This article looks at a number of excellent books that have found a way to deal with the topic without being too dark. As the author says, “Death and bereavement are difficult facts for parents to teach small children, made harder still if they are grieving themselves. But many authors have found elegant ways to start the process.”
It is inevitable that a large percentage of toddlers and pre-schoolers will be faced with loss such as the loss of a pet, a grandparent or even a parent. This is the time when a well chosen book can speak volumes.

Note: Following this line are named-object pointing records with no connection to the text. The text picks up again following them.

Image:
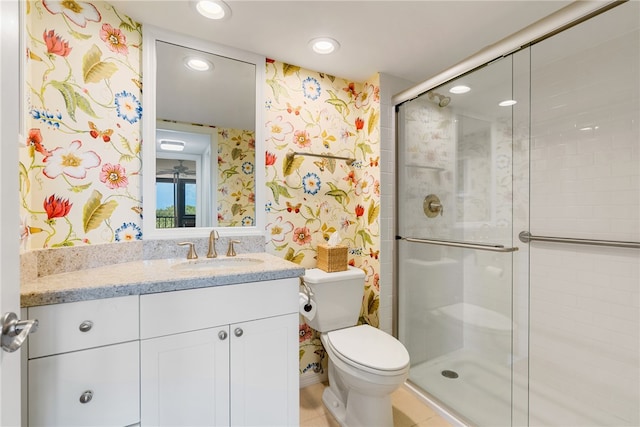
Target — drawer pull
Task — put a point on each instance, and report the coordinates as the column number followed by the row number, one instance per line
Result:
column 86, row 396
column 86, row 326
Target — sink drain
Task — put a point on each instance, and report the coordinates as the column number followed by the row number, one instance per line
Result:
column 449, row 374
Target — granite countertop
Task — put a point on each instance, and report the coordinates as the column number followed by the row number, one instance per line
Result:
column 150, row 276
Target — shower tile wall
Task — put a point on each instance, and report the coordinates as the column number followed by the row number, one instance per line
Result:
column 585, row 183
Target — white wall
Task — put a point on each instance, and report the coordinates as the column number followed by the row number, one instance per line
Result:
column 585, row 301
column 389, row 86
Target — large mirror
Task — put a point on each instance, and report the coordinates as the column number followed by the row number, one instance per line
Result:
column 203, row 151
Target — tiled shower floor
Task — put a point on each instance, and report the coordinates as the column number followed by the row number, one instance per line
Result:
column 408, row 410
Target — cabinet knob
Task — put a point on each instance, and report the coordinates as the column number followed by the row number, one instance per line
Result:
column 86, row 326
column 86, row 396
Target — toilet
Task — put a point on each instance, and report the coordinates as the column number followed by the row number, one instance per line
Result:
column 365, row 364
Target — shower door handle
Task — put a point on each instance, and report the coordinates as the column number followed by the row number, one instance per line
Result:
column 463, row 245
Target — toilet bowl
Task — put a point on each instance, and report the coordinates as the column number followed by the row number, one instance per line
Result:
column 365, row 364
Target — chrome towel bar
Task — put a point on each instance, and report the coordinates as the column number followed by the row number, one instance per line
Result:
column 464, row 245
column 526, row 237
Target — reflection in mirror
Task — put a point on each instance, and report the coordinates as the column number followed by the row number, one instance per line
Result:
column 202, row 166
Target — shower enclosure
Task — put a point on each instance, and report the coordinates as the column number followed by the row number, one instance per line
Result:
column 508, row 328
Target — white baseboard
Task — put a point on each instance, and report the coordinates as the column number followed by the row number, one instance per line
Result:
column 311, row 378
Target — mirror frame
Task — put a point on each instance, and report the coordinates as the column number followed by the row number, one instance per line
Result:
column 150, row 36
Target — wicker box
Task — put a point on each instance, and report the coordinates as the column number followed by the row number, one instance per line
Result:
column 332, row 258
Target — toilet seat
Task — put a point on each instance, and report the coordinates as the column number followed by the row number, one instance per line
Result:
column 369, row 349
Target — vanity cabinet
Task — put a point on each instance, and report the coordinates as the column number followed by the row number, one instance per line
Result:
column 225, row 355
column 221, row 355
column 83, row 366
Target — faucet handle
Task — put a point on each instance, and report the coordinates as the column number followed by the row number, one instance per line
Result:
column 231, row 250
column 192, row 250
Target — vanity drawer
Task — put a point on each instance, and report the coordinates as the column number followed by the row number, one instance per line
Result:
column 84, row 324
column 105, row 378
column 182, row 311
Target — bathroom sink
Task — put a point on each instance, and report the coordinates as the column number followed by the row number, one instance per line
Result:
column 217, row 264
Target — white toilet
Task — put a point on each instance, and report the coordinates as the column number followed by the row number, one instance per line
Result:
column 365, row 364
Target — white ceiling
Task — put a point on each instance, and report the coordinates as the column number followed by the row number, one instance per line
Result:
column 413, row 40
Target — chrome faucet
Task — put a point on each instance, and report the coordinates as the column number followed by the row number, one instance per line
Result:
column 213, row 236
column 231, row 250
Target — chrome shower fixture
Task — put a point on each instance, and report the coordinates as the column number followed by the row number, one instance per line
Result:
column 441, row 100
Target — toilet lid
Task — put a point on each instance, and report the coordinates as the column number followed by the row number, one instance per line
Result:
column 370, row 347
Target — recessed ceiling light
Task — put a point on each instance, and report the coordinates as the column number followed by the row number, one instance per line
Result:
column 324, row 45
column 460, row 89
column 213, row 9
column 171, row 145
column 197, row 64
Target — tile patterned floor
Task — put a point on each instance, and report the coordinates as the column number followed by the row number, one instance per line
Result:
column 408, row 410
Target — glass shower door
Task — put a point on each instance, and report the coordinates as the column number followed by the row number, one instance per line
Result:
column 458, row 307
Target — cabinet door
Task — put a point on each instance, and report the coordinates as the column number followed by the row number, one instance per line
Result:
column 264, row 372
column 97, row 387
column 185, row 379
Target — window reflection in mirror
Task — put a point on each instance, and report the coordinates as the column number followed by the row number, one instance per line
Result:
column 212, row 184
column 207, row 117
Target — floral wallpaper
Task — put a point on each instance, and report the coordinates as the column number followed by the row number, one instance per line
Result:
column 80, row 164
column 236, row 177
column 310, row 198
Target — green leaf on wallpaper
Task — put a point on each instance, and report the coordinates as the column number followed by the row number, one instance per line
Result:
column 366, row 238
column 338, row 103
column 290, row 164
column 93, row 69
column 84, row 105
column 228, row 173
column 236, row 153
column 78, row 35
column 278, row 190
column 289, row 256
column 94, row 211
column 69, row 96
column 365, row 148
column 372, row 303
column 79, row 188
column 277, row 90
column 341, row 196
column 373, row 121
column 288, row 69
column 25, row 183
column 235, row 208
column 374, row 210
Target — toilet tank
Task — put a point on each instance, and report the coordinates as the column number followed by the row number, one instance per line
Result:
column 338, row 297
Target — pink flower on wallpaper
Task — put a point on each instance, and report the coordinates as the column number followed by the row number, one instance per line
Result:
column 35, row 140
column 70, row 161
column 78, row 12
column 279, row 229
column 55, row 44
column 56, row 207
column 363, row 98
column 302, row 235
column 115, row 40
column 301, row 138
column 278, row 129
column 114, row 176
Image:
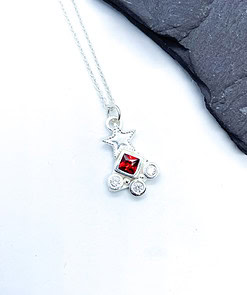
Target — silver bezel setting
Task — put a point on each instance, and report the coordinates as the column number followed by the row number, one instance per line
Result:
column 132, row 190
column 134, row 154
column 117, row 187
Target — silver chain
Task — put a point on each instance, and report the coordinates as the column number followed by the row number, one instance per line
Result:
column 107, row 100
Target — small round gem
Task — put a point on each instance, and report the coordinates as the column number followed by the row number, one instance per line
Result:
column 151, row 170
column 137, row 187
column 115, row 182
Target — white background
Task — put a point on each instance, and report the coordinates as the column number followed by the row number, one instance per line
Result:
column 61, row 231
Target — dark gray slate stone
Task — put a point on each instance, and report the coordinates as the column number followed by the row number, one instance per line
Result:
column 209, row 39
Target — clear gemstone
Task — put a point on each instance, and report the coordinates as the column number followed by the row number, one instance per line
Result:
column 151, row 170
column 137, row 187
column 115, row 182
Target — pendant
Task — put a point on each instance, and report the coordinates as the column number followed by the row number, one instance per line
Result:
column 131, row 170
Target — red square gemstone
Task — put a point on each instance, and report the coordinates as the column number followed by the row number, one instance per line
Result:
column 129, row 164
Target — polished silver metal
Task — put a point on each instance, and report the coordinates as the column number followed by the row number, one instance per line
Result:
column 107, row 99
column 119, row 140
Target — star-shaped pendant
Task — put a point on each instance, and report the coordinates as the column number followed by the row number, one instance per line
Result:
column 120, row 140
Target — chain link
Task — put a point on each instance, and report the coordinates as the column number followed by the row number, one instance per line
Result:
column 107, row 100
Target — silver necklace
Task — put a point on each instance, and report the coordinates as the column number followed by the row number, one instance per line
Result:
column 131, row 170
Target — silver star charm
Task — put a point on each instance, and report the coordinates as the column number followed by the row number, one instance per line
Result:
column 120, row 140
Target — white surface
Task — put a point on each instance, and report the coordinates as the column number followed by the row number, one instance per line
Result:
column 61, row 232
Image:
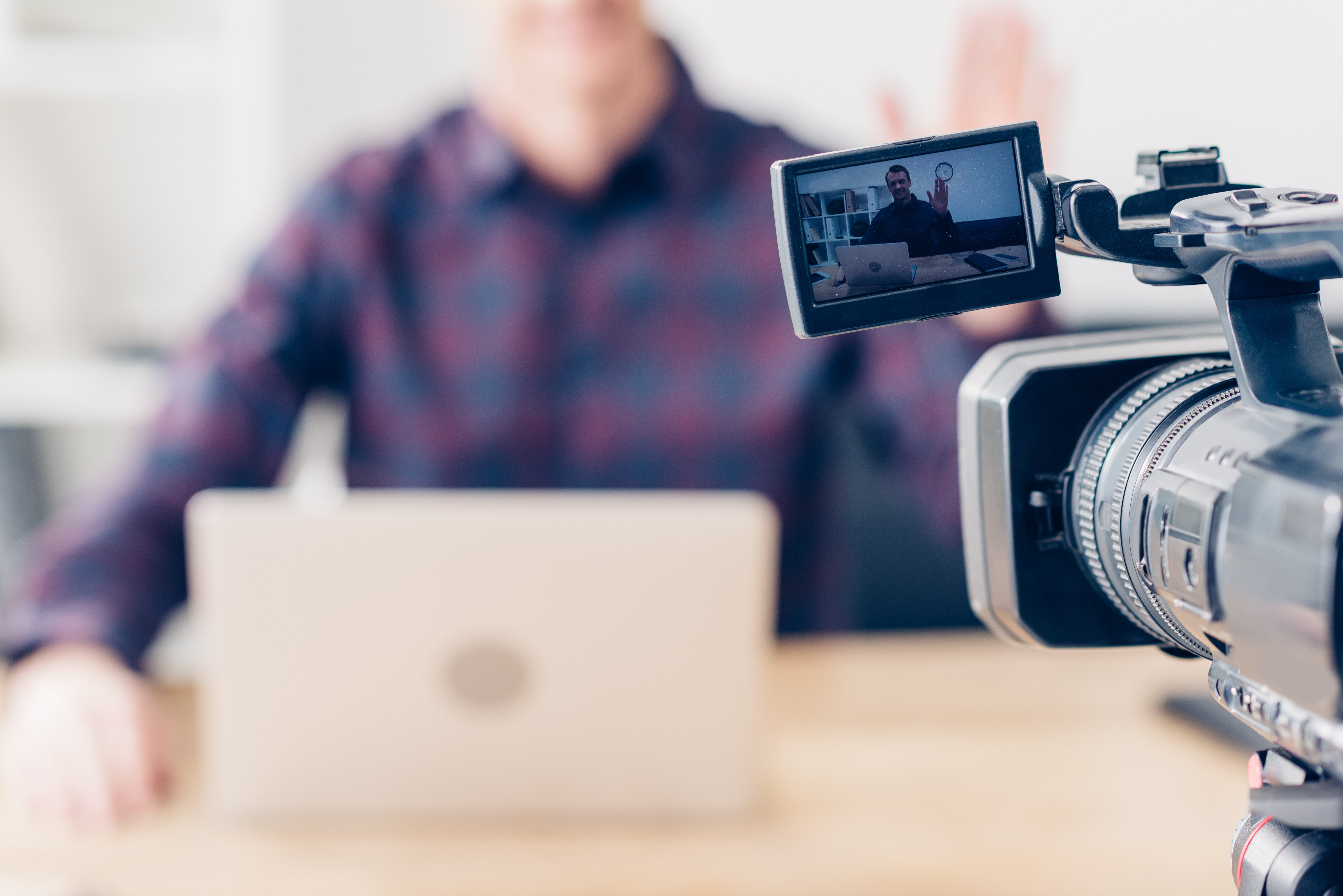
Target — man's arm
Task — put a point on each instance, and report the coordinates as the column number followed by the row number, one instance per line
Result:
column 82, row 739
column 942, row 230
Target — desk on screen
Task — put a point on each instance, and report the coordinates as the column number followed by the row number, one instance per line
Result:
column 929, row 271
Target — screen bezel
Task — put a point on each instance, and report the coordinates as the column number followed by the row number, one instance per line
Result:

Books the author reviews include Is Daddy Coming Back In A Minute? and What happened to Daddy’s body? both by Elke Becker in which Becker uses her son’s own words to ask and answer questions about death and deal with the reality of burial cremation.
Russell Williams recommends Rebecca Cobb’s Missing Mummy, for the youngest children, and, Holly Webb’s A Tiger Tale, for slightly older readers both of which focus on children’s fears, curiosity and feelings of being cut adrift.
The German book Duck, Death and the Tulip, by Wolf Erlbruch in which Duck becomes aware that the rather lonely and friendless figure of Death is following her is also reviewed. In this book Duck begins talking to Death about the afterlife and what will happen to her after she dies. When she does die he tends to her body, placing it gently in the river which carries it away.